Am I Tougher Than a Chickadee?



No. No, I'm not.

Queen Anne's Lace
I trudged along the Greenway on a recent dreary morning, bundled up in a puffy coat with a hat pulled down over my ears, hoping for a colorful sunrise but seeing only bleak gray sky. There wasn't even a glitter of frost to lend a festive atmosphere. The reluctant dog kept trying to turn back towards his cozy, centrally-heated den, only to be tugged back along the trail. "Get used to it," I mutter, half to him and half to myself.


Gray-headed Coneflower
Then from brush to the north comes the buzzy dee dee dee of our chickadee friends. Their tiny, energetic bodies zip across the trail and flit among the branches of a bare tree. Farther along the trail a cardinal is centered against a dry brown backdrop, reminding me wistfully of the small crimson spot centered in an umbel Queen Anne's Lace from warmer times. The Queen Anne's Lace, soft and elegant no more, has shriveled to a skeletal claw around a nest of seeds. Nearby are some Gray-headed Coneflower, the dignified rounded seed heads half-eaten by goldfinches.

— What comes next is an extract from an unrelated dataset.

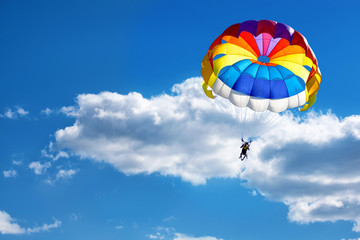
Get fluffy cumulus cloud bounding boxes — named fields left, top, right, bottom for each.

It's amazing and humbling to contemplate the small feathered beings that survive our harshest winters with just a feathered coat and whatever cover they can find among the dry leaves and grasses. Chickadees and goldfinches weigh less than an ounce--about as much as three quarters. House sparrows and Dark-eyed juncos weigh just a bit more, still only around one ounce. Yet they are adapted to survive both the blistering heat of midsummer and the bone-chilling lows of winter.

There's a cardinal in there somewhere.
Sure, I tend to eat constantly in the winter and increase my intake of fatty foods. I minimize bare skin exposed to the elements, and seek shelter from the wind and snow. I'm not as active as during the warmer months. So I suppose we share many strategies for getting through the winter with our tiny feathered friends.

I sometimes wonder, though, if the hardy chickadees ever titter to each other about the wimpy, runny-nosed humans hustling about in bundles of clothing while the birds spend night after bone-chilling night outside with just the feathers on their backs. 

I never saw a wild thing sorry for itself. A small bird will drop frozen dead from a bough without ever having felt sorry for itself.